Can i use (if) as a form-2 reagent render-function

Question

I use an (if) condition as form-2 render-function in this way:

(defn bro [dex]
      (let [yo (inc dex)]
           (if true
               [:div (str yo)])))

instead of this way:

(defn bro [dex]
      (let [yo (inc dex)]
           (fn [dex]
               (if true
                   [:div (str yo)]))))

Is a problem if i use an (if) statement instead of an (fn) function? And what happens when the statement gone false? The render function returns with nil?

Answer 1

No, this won't work as you expect. To understand the difference, consider the following two components:

(defn test-component-if []
  (let [a (atom 1)
        _ (.log js/console "let in -if")]
    (if (odd? @a)
      [:div
       [:p "odd"]
       [:button {:on-click #(swap! a inc)}
        "inc"]]
      [:div
       [:p "even"]
       [:button {:on-click #(swap! a inc)}
        "inc"]])))

(defn test-component-fn []
  (let [a (atom 1)
        _ (.log js/console "let in -fn")]
     ;; I dub thee test-inner
    (fn []
      (if (odd? @a)
        [:div
         [:p "odd"]
         [:button {:on-click #(swap! a inc)}
          "inc"]]
        [:div
         [:p "even"]
         [:button {:on-click #(swap! a inc)}
          "inc"]]))))

test-component-fn works as expected, while test-component-if does not. Why is that? Well when a reagent component can return one of two things (I'm ignoring "type-3" components, as that hooks into react knowledge). It can return

1. a vector
2. another function

If it returns a vector, the function itself becomes the render function, in our case test-component-if. When it returns a function, the function that was returned, not the original function, is the render function. In this case, what I have dubbed test-inner

When Reagent calls a render function, it tracks the atoms that function accesses, and whenever that atom changes it calls the render function. So what happens when we use test-component-if?

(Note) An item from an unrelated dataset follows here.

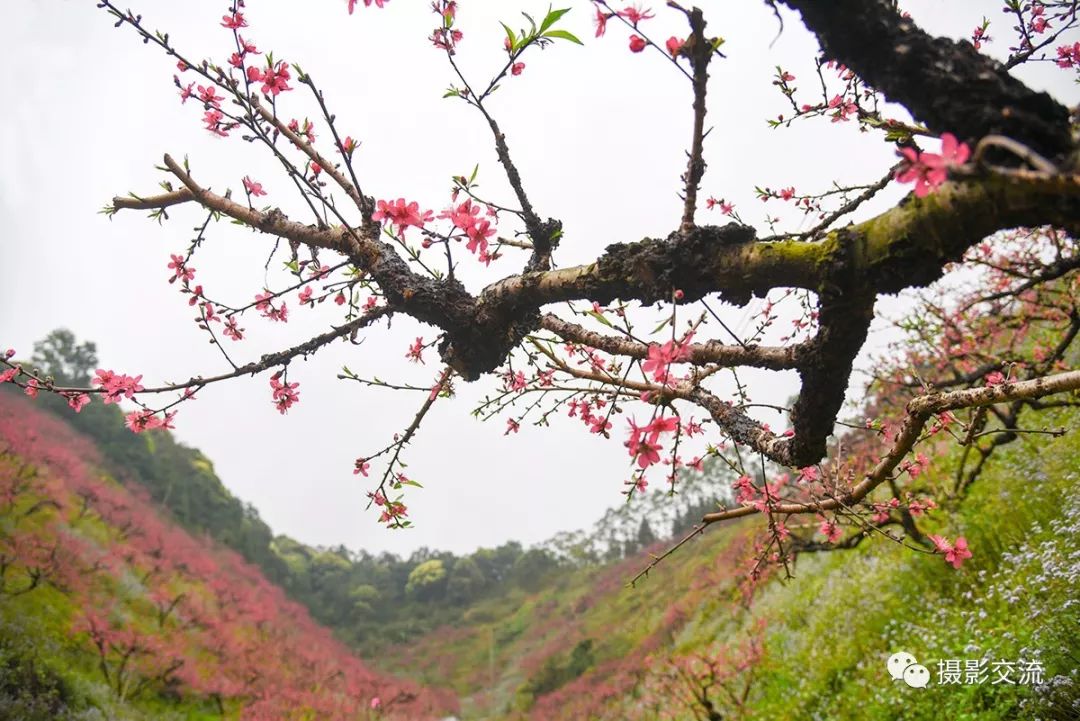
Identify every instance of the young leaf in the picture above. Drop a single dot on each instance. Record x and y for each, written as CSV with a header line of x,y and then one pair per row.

1. Reagent calls test-component-if
2. Our let clause binds a new atom a to 1.
3. A vector is returned
4. We click the button
5. The atom a is incremented
6. Reagent sees the change to a and calls test-component-if
7. Our let clause binds a new atom a to 1. (A different atom than our previous a)
8. Ooops!

So a is always 1. You can verify this by looking at the console, and seeing that the message is printed every time you click the button.

Now how about test-component-fn?

1. Reagent calls test-component-fn
2. Our let clause binds a new atom a to 1.
3. test-component-fn returns test-inner which closes over a
4. Reagent calls test-inner
5. We click the button
6. a is incremented
7. Reagent sees the change to a and calls test-inner
8. Repeat as many times as you want.

You can verify that let only gets executed once again on the console. Click the button as many times as you want, the message will only be printed when it's first rendered.

In terms of an if without an else clause, this will indeed return nil. It's convention to use when instead of if in such cases, which makes it clear the lack of an else is intended. It also has the advantage of including an implicit do. As for what Reagent will do when it encounters that nil, in most cases it will silently remove it and display nothing.

Answer 2

Is a problem if i use an (if) statement instead of an (fn) function?

I think you meant to use an if inside an fn function, but either way it's not a problem.

And what happens when the statement gone false? The render function returns with nil?

Reagent handles these gracefully, a nil will be skipped (no corresponding child is created). If you see the TODOs app example in the official docs, you'll see source has code like the following:

(when (pos? done)
       [:button#clear-completed {:on-click clear-done}
        "Clear completed " done])]))

In this case, if done is not a positive number, the return value of this expression is nil and the button to clear the completed tasks is simply not added to the DOM.